Norms that once governed British politics are no more. MPs soberly declare that Mr Johnson should resign if he has violated the ministerial code, the rules by which those who run the country are supposed to abide. Lying to Parliament, as Mr Johnson was repeatedly accused of doing, is one such violation. But legally, the code is little more than a PDF on a website. The prime minister has the final say on whether it has been broken.
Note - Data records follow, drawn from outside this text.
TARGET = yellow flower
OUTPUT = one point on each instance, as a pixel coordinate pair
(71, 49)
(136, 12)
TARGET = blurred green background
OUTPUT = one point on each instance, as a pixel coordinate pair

For an indication of how seriously Mr Johnson takes the document, read his foreword to the latest version, which begins: “The mission of this Government is to deliver Brexit…for the purpose of uniting and re-energising our whole United Kingdom and making this country the greatest place on earth.” At least it omitted the thumbs-up and Union flag emojis.

The prime minister has no intention of resigning, whatever the code says. Instead, the question moves to those around him. Do they have the courage to chuck him out? It could be done with 54 letters from Conservative MPs to a backbench committee calling for a no-confidence vote, followed by a simple majority of MPs in a secret ballot. That would-be regicides do not yet have the numbers indicates the paucity of alternatives. It is just two years since Mr Johnson won an 80-seat majority, on the Conservatives’ largest vote-share since 1979. The party’s MPs will stick with Mr Johnson for as long as they think he is their best bet for retaining their seats and staying in power. He is the product of a broken system, not its cause.

In Parliament, Sir Keir wound up with a simple attack on the prime minister: “He is a man without shame.” Unfortunately, British politics relies on shame to function. The country still runs on the “Good Chap theory of government”: the idea that politicians abide by the invisible lines of the constitution. An absence of legal constraints requires an abundance of personal restraint, and Mr Johnson has none. A bad chap can go a long way.